Spend even a fraction of an hour in this quiet corner of Fairhaven — bounded by Fourth Street to the west, Cowgill Avenue to the south and Padden Creek to the north and east — and it becomes clear that the road sees more foot, paw and hoof traffic than it does vehicles. The deer and the dog-walkers routinely outnumber the cars on this stretch of Donovan — a happy result, neighbors say, of the city’s decision three decades ago to build a berm separating the west end of Donovan from busy Old Fairhaven Parkway. 

Before the berm, Donovan was the thoroughfare that got people to the Bellingham Cruise Terminal and the industries on Fairhaven’s waterfront. Some 2,000 vehicles used that road every day, said neighbor Wayne Hagan, who moved there in 1990. He remembered some of those cars speeding past people’s homes at 50 mph.

Now, the few cars that do find themselves on the lower part of Donovan — mainly immediate neighbors and their guests — are in the habit of crawling along the street, wary of children who might be playing basketball, or neighbors in the middle of the road enjoying that most precious of social commodities these days: face-to-face contact.

“If you want your real estate values to go up, you have kids playing basketball in the street,” Hagan said.

photo  Wayne Hagan leans on his mailbox April 7 on Donovan Avenue in Fairhaven as he talks with Preston Schiller about a sidewalk to be built across the street. Neighbors worry the sidewalk will disrupt the neighborhood’s character. (Andy Bronson/Cascadia Daily News)  

A group of 17 neighbors signed their names to a March 6 letter expressing their concerns to Bellingham Mayor Seth Fleetwood. They asked for a “moratorium” on sidewalk construction until the mayor and the neighborhood had the opportunity to consider all options.

The neighbors pointed out that their anti-sidewalk sentiment had been put in writing. The Fairhaven Neighborhood and Urban Village Plan includes a policy stating that this “older residential area” should not be improved with curbs, gutters or sidewalks (all of which are included, typically, in a street-improvement package). 


Fleetwood came to the neighborhood later in March to hear neighbors out, and left them feeling “guardedly optimistic,” as Liddicoet put it.

“I have met with several neighbors and am sympathetic to their perspective,” Fleetwood said in an April 8 email to Cascadia Daily News. “My staff and I are looking at what options exist that meet city requirements and satisfy the neighbors’ wish that this area retain its unique and distinctive feel.”

Statements from new city Planning Director Blake Lyon during an April 6 Neighborhood Association Zoom meeting didn’t leave a lot of room for neighbors’ optimism, however.

A 14-day appeal period came and went after plans for the 801 Donovan fourplex project were finalized — sidewalk and all — with nobody challenging them, Lyon said.
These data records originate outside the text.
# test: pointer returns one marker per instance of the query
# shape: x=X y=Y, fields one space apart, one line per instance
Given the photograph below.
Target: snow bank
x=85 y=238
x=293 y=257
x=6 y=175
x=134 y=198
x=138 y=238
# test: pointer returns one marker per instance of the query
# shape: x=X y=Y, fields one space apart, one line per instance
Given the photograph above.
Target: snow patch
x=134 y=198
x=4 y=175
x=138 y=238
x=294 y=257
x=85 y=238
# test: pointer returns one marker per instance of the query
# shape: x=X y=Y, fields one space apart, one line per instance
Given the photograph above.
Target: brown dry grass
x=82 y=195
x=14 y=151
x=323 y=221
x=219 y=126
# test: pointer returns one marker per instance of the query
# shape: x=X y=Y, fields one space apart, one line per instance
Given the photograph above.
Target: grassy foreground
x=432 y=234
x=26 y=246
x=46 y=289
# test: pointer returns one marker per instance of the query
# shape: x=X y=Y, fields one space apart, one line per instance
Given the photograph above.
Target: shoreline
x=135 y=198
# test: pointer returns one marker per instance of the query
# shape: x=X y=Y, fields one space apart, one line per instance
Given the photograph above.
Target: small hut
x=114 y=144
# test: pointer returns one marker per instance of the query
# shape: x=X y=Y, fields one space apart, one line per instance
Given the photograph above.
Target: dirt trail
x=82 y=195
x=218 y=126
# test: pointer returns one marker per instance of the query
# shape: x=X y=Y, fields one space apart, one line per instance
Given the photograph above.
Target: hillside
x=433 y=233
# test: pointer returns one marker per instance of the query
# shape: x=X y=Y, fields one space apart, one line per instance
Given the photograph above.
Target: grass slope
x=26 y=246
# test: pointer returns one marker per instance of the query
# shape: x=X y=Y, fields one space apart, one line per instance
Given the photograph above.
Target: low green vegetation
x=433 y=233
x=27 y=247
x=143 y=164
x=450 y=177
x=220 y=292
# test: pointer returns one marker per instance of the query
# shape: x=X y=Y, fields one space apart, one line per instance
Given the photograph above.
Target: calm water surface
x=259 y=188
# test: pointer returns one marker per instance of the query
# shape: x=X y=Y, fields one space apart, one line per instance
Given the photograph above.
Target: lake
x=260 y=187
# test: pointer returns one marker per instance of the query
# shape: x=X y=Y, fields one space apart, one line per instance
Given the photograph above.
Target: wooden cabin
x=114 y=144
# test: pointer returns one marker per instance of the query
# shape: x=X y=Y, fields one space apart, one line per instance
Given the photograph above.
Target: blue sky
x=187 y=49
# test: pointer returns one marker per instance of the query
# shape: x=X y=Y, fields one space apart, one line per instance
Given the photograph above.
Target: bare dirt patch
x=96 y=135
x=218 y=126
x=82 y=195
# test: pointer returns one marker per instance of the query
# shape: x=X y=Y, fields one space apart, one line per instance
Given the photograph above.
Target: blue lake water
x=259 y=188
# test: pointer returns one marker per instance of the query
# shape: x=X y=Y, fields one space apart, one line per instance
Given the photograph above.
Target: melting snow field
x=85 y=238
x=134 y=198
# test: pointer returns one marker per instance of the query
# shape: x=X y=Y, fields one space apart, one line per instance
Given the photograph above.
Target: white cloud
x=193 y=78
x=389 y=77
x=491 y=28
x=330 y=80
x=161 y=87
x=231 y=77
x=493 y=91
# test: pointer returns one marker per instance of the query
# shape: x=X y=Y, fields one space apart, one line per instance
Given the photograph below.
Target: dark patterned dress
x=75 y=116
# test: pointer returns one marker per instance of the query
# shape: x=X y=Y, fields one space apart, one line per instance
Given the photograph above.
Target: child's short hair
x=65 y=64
“There is no mechanism that I possess, that the City Council or mayor possesses, to somehow stop or intervene or prevent that from moving forward,” Lyon told Neighborhood Association members.

Lyon passed along what city attorneys told him: The governing rule is a chapter in the municipal code that says essentially every street in Bellingham must have curbs, gutters and sidewalks.

As the discussion over Zoom wound down, the patience and politeness neighbors had shown throughout the meeting started to fray. They told Lyon, who started his planning director job on March 1, they had seen plans for the project several months earlier that showed a gravel path along Donovan. After neighbors reviewed those plans, the sidewalk was added without their knowledge.

“The city has a credibility issue,” Tom Dolese said at the Neighborhood Association meeting. “It’s a failure of a democratic process. You can maybe blame it on bureaucracy, or rules or laws, but we can do better than that.”

Some of the strongest language came from Fairhaven board President Brooks Anderson, who said neighbors see city staff as “liars” and “cheats” who don’t do what they say they’re going to do.

“The code needs to be changed,” Anderson said. “We need to have more ability to have the city staff and the City Council and the mayor really respond to us, rather than it just being a one-way street.”

Or, in the case of Donovan Avenue, a street with sidewalks.